Es sabido que Missy estaba enamorada de su jefe y que, de ahí, tal vez, surgiría su urgencia por servirle a ‘él y por ende a la nación. En cambio, la serie solo nos la muestra como una arpía celosa y posesiva que quiere quitar a una rival (Martha) de en medio y acaba sufriendo un infarto que la deja casi en coma. Efectivamente, en 1942, Missy sufrió un accidente vascular que la llevaría a la tumbaun año antes que su amado jefepero fue provocado por un exceso de trabajo y estrés de servir en un gobierno en estado de guerra.

A mí no me hubiese molestado si la serie hubiese insinuado que la princesa y el presidente fueron amantes, aunque no haya pruebas sobre ello (tanto Elliott Roosevelt, Roald Dahl y Gore Vidal si creyeron que hubo un romance, aunque casto). Lo que me molesta es una ambigüedad que siempre coloca a Martha en un rol de víctima de los celos infundados del marido y de las manipulaciones de FDR.  En realidad, lo que más molesta es que siempre se la retrate como damisela desvalida.

Martha, de Privilegiada a Refugiada

La serie comienza mostrándonos lo felices que son Los Príncipes Herederos. Los vemos haciendo el amor en un vagón de tren en un tur por la Unión Americana, luego como invitados de Los Roosevelt en Hyde Park y de regreso a Noruega a reunirse con sus tres hijos. Martha lleva una vida privilegiada, pero mucho más sencilla y sin el estrés que se asocia con la vida de princesas herederas británicas. Tiene una dama de honor, Ragni, que está casada con Nikolái, el ayudante de cámara del príncipe Olaf. Todos son muy felices hasta que comienzan a caer las bombas alemanas.
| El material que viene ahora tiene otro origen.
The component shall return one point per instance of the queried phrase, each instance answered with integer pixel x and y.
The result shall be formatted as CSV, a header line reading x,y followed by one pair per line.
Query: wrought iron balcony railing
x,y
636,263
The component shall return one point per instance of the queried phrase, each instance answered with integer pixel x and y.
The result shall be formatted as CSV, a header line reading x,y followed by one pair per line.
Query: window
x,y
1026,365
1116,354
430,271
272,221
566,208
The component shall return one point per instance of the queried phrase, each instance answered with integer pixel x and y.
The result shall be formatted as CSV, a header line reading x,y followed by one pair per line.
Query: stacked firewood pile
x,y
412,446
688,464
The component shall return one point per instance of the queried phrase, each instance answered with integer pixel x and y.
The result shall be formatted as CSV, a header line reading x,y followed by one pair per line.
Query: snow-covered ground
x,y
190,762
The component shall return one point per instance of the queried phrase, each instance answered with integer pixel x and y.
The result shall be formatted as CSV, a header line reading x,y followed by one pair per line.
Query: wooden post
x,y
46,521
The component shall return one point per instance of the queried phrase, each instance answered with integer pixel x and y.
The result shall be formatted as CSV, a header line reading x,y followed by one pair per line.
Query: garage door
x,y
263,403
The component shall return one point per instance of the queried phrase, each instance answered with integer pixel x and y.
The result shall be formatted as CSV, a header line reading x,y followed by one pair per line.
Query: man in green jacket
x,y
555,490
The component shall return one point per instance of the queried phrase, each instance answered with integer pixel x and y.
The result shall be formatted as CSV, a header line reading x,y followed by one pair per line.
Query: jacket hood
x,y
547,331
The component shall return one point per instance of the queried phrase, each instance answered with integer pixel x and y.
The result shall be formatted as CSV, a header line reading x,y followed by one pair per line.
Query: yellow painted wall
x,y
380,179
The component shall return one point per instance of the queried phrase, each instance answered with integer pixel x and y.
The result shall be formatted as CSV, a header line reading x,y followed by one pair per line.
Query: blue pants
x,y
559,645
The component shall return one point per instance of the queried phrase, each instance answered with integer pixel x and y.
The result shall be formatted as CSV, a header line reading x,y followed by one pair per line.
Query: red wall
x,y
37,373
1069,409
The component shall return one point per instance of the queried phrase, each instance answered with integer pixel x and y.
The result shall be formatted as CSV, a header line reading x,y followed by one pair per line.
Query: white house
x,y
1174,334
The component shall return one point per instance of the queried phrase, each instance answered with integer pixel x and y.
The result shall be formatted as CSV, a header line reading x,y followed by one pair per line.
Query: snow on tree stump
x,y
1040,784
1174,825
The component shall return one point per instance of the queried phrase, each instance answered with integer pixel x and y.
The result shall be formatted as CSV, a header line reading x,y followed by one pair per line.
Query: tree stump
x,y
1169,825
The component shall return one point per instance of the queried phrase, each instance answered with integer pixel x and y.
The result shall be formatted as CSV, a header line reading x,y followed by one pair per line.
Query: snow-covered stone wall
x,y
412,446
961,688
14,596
Martha y sus hijos deben huir al norte del país, mientras su suegro-rey decide si debe quedarse o marcharse a otro sitio desde donde poder continuar la guerra. Aunque estos sucesos están mejor narrados en la estupenda producción noruega “La decisión del rey”, aquí también vemos la urgencia, la incertidumbre, el dilema moral que afecta a toda la familia. Los niños lloran porque han dejado atrás a su perra Vimza, Ragni y Nikolái han dejado atrás a sus hijos adolescentes Ulla y Rolf.

                                      Rolf y Ulla

Martha todavía no es un personaje simpático. Es como demasiado ingenua. Todavía no se da cuenta de que está a punto de perder un país. Se empeña en mantener a sus hijos entre algodones, contándoles mentirijillas, cuando los niños noruegos están ahora expuestos a bombardeos y a fuerzas invasoras.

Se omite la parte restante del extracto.